軍隊里的士兵隨便拎一個出來,都是鐵骨錚錚的壯漢,然而在這廣袤無垠的沙漠和肆虐而來的狂風中,卻猶如最微渺的蟻群,隨便一掀就能散窩。
「抱團!趴下!」情急之下,奧斯維德在狂風中脫口而出便是一道喝令,剛巧跟先行軍指揮的狂吼混雜到了一起。
前後一呼應,整條隊伍的人幾乎都聽清了這個號令,眨眼間便朝中心迅速攢聚。
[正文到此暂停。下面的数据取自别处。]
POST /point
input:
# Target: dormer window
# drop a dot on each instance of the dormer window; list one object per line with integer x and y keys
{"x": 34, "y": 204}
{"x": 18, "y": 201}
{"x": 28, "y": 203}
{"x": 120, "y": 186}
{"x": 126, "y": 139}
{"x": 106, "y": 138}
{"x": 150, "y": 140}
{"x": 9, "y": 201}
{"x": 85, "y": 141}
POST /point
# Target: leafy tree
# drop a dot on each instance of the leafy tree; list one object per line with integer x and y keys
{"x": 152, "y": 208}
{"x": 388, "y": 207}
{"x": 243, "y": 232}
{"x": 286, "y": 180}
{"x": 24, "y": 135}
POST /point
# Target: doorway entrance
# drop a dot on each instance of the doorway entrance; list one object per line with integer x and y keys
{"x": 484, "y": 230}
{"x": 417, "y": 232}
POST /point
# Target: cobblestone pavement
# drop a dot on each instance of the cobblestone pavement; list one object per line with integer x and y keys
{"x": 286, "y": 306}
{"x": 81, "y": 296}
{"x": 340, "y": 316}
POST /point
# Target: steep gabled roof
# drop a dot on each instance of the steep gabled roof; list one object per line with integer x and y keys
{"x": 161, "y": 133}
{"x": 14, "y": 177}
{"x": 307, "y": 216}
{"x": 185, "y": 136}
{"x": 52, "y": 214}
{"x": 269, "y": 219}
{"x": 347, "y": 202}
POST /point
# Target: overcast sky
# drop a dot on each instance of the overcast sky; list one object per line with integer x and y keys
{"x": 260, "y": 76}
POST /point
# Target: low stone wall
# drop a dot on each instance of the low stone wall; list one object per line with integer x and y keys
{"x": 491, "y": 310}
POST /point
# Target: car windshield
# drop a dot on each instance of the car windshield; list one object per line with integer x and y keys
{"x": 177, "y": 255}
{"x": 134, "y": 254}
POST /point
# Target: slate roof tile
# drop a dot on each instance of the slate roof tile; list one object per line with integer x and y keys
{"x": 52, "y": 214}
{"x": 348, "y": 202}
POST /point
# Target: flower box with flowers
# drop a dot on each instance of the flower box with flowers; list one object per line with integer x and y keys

奧斯維德猛撲著陸,而後雙翅一張,將大半的人都掩在了翅膀後面。
趴在他背上的凱文完全沒想到他會這麼直接擋在前面,忍不住愣了一下,低聲湊在他耳邊感嘆了一句:「你這皇帝當得還真是——」
真是後面的詞被驟然糊上來的呼嘯狂風攪得稀散,一個字都沒聽清。
奧斯維德:「……」
如果他沒理解錯的話,以凱文這個語氣,最後應該不是什麼壞詞,這就很讓他嘔血了——這混賬東西難得良心發現誇他一句,還不讓人聽個完整的!
他藉由巨大雙翅的弧度,給後面的士兵做了個巧妙的緩衝,把迎面而來的狂風略微撥轉了一點方向。
但這並不能擋住漫天沙塵,一時間,所有人都像是被籠罩在了灰黃的濃霧裡,根本抬不起頭,也根本看不到其他人。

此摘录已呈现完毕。